The European Union proposed a financial-transactions tax that would take effect in 2014 and raise about 57 billion euros ($78 billion) a year, prompting renewed opposition from the U.K.
The proposal would apply a tax of 0.1 percent on trading of stocks and bonds, with a 0.01 percent rate for derivatives contracts, the European Commission, the EU executive, said today in Brussels. Those minimum rates would apply throughout the 27-nation bloc. The measure would deliver “a fair contribution from the financial sector,” EU Tax Commissioner Algirdas Semeta said.
European governments are split over the merits of a transactions tax, while British banks warn that an EU-only measure would drive business to other regions. The U.K., home to Europe’s biggest financial center, has opposed the move, which requires the unanimous support of all EU countries. The U.K. Treasury reiterated today that such a levy would need to apply globally.
“The consensus is that anything less than a globally applied, uniform tax would distort the markets and reward dissenting low-tax regimes rather than raising significant revenue,” the British Bankers’ Association, which lobbies for the country’s banking industry, said in a statement. “The U.K. would be particularly affected by any such tax as it is the world’s financial center.”
EU member states will discuss the proposal before the commission presents the plan to the Group of 20 nations at a November summit. U.S. Treasury Secretary Timothy F. Geithner said this month that a transaction tax could create “frictions” that would worsen the impact of a crisis without offering a protective reduction in volatility or risk-taking.

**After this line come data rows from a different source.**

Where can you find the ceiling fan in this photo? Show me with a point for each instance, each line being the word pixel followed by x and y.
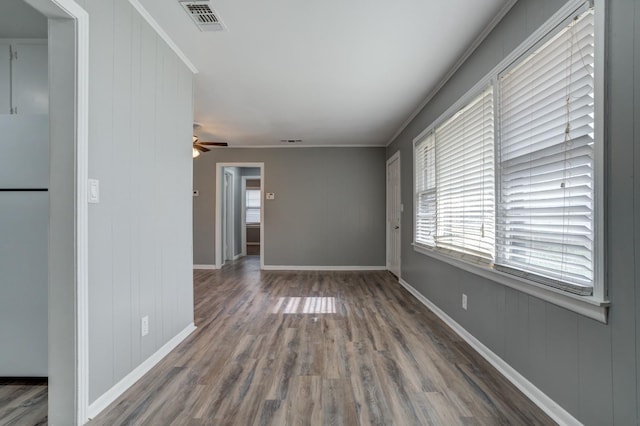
pixel 199 147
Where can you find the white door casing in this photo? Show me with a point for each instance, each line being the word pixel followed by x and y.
pixel 393 214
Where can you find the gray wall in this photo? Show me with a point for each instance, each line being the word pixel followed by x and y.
pixel 589 368
pixel 19 20
pixel 329 208
pixel 140 243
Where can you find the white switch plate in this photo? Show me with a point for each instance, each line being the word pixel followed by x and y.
pixel 94 191
pixel 144 326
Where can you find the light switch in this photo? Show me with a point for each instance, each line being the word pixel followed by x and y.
pixel 94 191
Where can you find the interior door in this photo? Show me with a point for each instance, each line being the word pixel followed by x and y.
pixel 393 214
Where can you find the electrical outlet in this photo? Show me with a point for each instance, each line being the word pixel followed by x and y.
pixel 144 326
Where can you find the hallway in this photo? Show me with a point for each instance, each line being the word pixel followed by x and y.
pixel 317 348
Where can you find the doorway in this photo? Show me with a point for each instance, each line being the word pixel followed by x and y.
pixel 239 221
pixel 228 210
pixel 250 214
pixel 394 214
pixel 68 61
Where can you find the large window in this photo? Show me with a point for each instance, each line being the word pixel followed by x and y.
pixel 456 199
pixel 508 177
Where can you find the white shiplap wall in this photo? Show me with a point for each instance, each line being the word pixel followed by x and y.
pixel 140 234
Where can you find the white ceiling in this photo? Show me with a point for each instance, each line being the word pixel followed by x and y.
pixel 329 72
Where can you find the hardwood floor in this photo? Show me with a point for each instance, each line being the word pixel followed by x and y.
pixel 23 402
pixel 317 348
pixel 307 348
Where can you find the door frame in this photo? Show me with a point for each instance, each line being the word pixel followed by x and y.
pixel 394 157
pixel 218 210
pixel 243 216
pixel 228 222
pixel 68 46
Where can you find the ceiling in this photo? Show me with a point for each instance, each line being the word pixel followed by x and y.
pixel 332 73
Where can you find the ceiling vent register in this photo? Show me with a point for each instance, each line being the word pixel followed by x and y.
pixel 203 15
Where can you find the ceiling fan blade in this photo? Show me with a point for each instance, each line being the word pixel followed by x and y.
pixel 214 143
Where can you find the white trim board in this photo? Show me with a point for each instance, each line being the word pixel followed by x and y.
pixel 163 35
pixel 476 43
pixel 119 388
pixel 548 405
pixel 322 268
pixel 218 210
pixel 205 267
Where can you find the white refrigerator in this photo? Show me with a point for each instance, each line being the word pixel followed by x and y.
pixel 24 214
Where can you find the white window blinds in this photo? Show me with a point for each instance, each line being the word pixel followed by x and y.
pixel 465 215
pixel 546 162
pixel 425 158
pixel 252 203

“Europe needs to focus on rebuilding its economies and fostering recovery. This proposal will do nothing to support either of those aims,” the Association for Financial Markets in Europe, a lobby group that represents banks and brokers including Goldman Sachs Group Inc., Deutsche Bank AG and UBS AG, said in an e-mailed statement. “Europe’s leaders should reject this proposal as potentially damaging to their economies and the financial system.”
The proposed tax is aimed at banks, investment firms, insurance companies, pension funds, stockbrokers and hedge funds, among other types of financial firms, the EU said. Spot foreign-exchange trades would not be covered by the tax, while currency derivatives are included.
Transactions with the European Central Bank and other central banks wouldn’t be covered by the tax, according to the proposal. It also features an exemption for the “primary market,” which includes sovereign and corporate bond auctions.
“The tax would aim at covering 85 percent of the transactions that take place between financial institutions,” according to the proposal. The EU is seeking to insulate households and small businesses from the levy, and says banks could charge “not excessive” fees such as a 10-euro fee on a 10,000-euro stock purchase.
The tax would “ensure that the financial sector makes a fair contribution at a time of fiscal consolidation,” the commission said. It would affect market behavior and financial-industry business models, such as high-frequency and automated trading, the EU said.
The BBA said “banks conduct transactions for their customers, therefore any tax on transactions would be an additional tax on customers.”
The plan drew support from Oxfam International and Catholic Development Agencies, who said the measure would increase justice and provide funding for environmental and social goals. Oxfam said the U.K. has existing taxes that haven’t had a big negative effect on London business, suggesting that the EU proposal also would not do harm.
French President Nicolas Sarkozy and German Chancellor Angela Merkel have called for the EU to introduce its own transactions tax irrespective of whether other regions follow suit. The finance ministers of Spain and Belgium said on Sept. 17 that the euro area’s 17 governments should consider introducing their own transaction tax if no agreement were possible at the global or EU level.
Tax Commissioner Semeta, speaking in a press briefing today in Strasbourg, France, downplayed the prospect of narrowing the proposal’s scope.
“There are clear benefits of the proposal for the United Kingdom,” Semeta said. “It will give additional revenues to our member states including the United Kingdom. Many member states need consolidation efforts and these additional revenues would be also beneficial for the U.K. At the same time, it would reduce the contribution of the United Kingdom to the EU budget.”
U.K. Business Secretary Vince Cable earlier today said taxation is a “national competence issue” and EU proposals for a levy on financial transactions cannot be forced on the U.K. Cable was speaking to Bloomberg Television from Istanbul.
Today’s announcement follows a 2010 proposal that failed to draw agreement among member nations. The financial industry says a transaction tax would affect the broader economy because banks would pass on costs to clients.
An impact assessment accompanying the proposal says that the plan would have a “long-run” negative impact of 0.5 percent of gross domestic product.